Television’s increasingly rapid-fire technique of quick cuts plays right into this, essentially paralyzing us on the sofa as our stone-age brains try to process the flood of supernormal stimuli. Eventually, however, the body slips into a lower state—hypnotized but no longer alert, and the metabolism actually drops to a lower state than if one were simply lying in bed.

The concept of the supernormal stimulus explains a great deal of modern behavior. Alcoholism and drug addiction, for one, as well as the tendency of our society to treat as an addiction any compulsive behavior (gambling, promiscuity, overeating) that exceeds the rational mind’s ability to regulate it.
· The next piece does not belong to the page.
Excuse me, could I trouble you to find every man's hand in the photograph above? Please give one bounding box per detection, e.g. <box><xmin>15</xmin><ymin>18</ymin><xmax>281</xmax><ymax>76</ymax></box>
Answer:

What Barrett doesn’t engage sufficiently, to my mind, is the role of both technology and corporate capitalism in the development of these supernormal stimuli, and while she urges us to begin to restrain and regulate the most destructive of these stimuli, she doesn’t touch the issue of what this means for the twin sacred cows of free speech and private enterprise—both of which presume a rational mind capable of regulating its stone-age instincts without exterior help. Already in ancient Athens, Aristotle pondered why individuals pursued self-destructive behavior, and that was long before there were billions to be made by marketing products scientifically designed to encourage that behavior. The Athenian vices of excessive wine and the occasional hetaera pale before crack cocaine and 24/7 online streaming pornography, or even the less obviously pernicious burger and fries and video gaming.